I am kind of enjoying life at age 71. My health is an issue - especially breathing, but there are good days and bad days and you try to ignore night-time pains in favor of day-time ideas. In particular I am sustaining myself with trying to finalize The Moving Topic paper.
Yesterday I finally got something straight in the logic: you cannot preserve "nesting" hierarchical structure within the "flat" sequence of topics making up the ledger. To store the hierarchical info is to admit defeat. So I decide to ignore the possibility of deep nesting, in favor of simple data. This is a second example of the kind of tough design decisions I have been forced to, in the last month. The other involved getting VIRTUE, BLOCKAGE, 'causes', and 'enables' defined and initialized in the right places to, again, keep the data as simple as possible. But finally, I feel like these ideas are correct - everything is in place and I just need to polish the paper.
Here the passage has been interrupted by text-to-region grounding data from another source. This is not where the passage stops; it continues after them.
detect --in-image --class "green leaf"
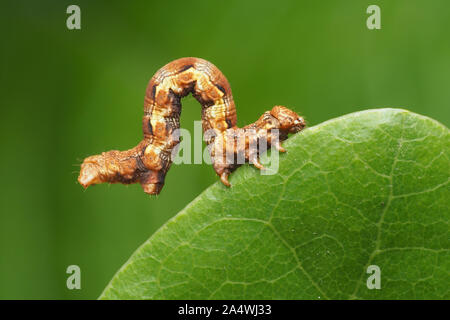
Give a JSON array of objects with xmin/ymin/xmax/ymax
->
[{"xmin": 100, "ymin": 108, "xmax": 449, "ymax": 300}]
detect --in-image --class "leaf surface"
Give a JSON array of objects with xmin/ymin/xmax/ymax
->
[{"xmin": 101, "ymin": 108, "xmax": 449, "ymax": 299}]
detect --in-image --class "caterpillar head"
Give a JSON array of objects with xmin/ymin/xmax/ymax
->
[
  {"xmin": 78, "ymin": 155, "xmax": 106, "ymax": 188},
  {"xmin": 270, "ymin": 106, "xmax": 306, "ymax": 133}
]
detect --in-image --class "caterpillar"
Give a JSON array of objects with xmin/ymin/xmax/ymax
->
[{"xmin": 78, "ymin": 57, "xmax": 306, "ymax": 195}]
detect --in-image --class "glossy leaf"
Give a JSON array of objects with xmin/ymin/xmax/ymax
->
[{"xmin": 100, "ymin": 109, "xmax": 449, "ymax": 299}]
Trying to be a better blues player - simpler, calmer takes up much of the day. I sit at my table, guitar to my right, pot also to my right on the table, and ideas in front of my eyes. And I get through the day watching TV and switching between these activities. I cook but, recently, my meals have not been very good. Food costs are a worry. Travel costs are too, since Barb's car just died and we cannot afford a replacement. But at this moment, all is well. It is a crisp, August day. We'll go out in my boat or perhaps to the beach later. I am going to smoke a little something and re-read yesterdays writing.
On the other hand, we cannot afford high-quality maple syrup.